LA AGENDA LOCAL 21 DE CALVIÀ EN LAS ISLAS BALEARES

Fernando PRATS PALAZUELO

Résumé

Avec plus de 150.000 lits et 50.000 habitants, Calvià, dans l’île de Majorque, est une des stations les plus importantes du littoral méditerranéen. Son développement touristique a commencé avec le début du tourisme international en Espagne dans les années soixante. Ensuite, et particulièrement pendant les années 1960-1980, le modèle de développement touristique a été basé sur le court terme, avec une urbanisation illimitée, qui n’était pas en harmonie avec les conditions locales, et une exploitation ne respectant pas les ressources naturelles exceptionnelles, mais fragiles. Avec pour conséquence de tout ceci, une pression humaine qui s’est multipliée par cent, dépassant la capacité de charge de ce littoral.

Initiés au cours des années 90, en collaboration avec le ministère du Commerce et du Tourisme, et le conseil municipal, conscients de l’inadaptation du modèle de croissance touristique illimité, dans un premier temps un Plan d’Excellence et en 1995 un Agenda local 21 ont été conçus suivant les orientations du Sommet de Rio et du 5ème Programme de l’Union Européenne. En 1997, a été approuvé et mis en pratique un plan d’actions avec 10 lignes d’actions et 40 initiatives concrètes. Un observatoire du développement durable et de la qualité de vie locale a évalué le travail réalisé pendant la période 1997-2000.

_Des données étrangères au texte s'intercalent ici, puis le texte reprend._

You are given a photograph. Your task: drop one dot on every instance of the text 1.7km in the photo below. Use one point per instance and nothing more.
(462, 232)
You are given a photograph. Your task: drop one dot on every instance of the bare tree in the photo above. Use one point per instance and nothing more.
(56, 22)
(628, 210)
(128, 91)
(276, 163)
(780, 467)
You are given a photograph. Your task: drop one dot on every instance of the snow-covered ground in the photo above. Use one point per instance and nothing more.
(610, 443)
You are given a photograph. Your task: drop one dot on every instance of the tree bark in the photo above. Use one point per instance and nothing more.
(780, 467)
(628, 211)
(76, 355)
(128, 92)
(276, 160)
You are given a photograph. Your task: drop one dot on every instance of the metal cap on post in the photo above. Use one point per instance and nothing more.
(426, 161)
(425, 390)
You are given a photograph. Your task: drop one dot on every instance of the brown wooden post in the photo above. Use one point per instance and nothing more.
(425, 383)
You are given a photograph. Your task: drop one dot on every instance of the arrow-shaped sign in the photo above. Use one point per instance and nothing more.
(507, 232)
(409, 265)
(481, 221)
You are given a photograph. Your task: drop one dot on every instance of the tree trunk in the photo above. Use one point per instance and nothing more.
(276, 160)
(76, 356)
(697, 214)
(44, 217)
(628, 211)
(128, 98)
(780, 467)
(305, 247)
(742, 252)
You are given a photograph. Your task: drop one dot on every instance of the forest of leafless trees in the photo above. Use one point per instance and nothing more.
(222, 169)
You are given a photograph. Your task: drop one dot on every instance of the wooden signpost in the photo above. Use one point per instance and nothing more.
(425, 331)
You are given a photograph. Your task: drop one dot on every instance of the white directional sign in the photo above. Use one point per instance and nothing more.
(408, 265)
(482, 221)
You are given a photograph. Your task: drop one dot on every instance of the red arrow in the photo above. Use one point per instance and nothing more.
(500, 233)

Ainsi, une méthode a été mise en œuvre : la conception de Calvià comme un système local intégré a été élaborée ; dans cette perspective, une représentation du système local de Calvià, basée sur 6 domaines thématiques clés, 27 champs de référence et plus de 750 indicateurs a permis de réaliser une analyse complète de la situation actuelle et d’établir les scenarii possibles du futur.

Resumen

El desarrollo turístico de Calvià, en la isla de Mallorca, comenzó con el principio del turismo internacional en España en los años sesenta. A continuación, y especialmente durante los años 1960-1980, el modelo de desarrollo turístico se basó en el corto plazo, con una urbanización ilimitada, que no estaba en armonía con las condiciones locales, y una explotación que no respeta los recursos naturales excepcionales, pero frágiles.

Además a consecuencia de todo esto, una presión humana que se multiplicó por cientos, superando la capacidad de carga de este litoral.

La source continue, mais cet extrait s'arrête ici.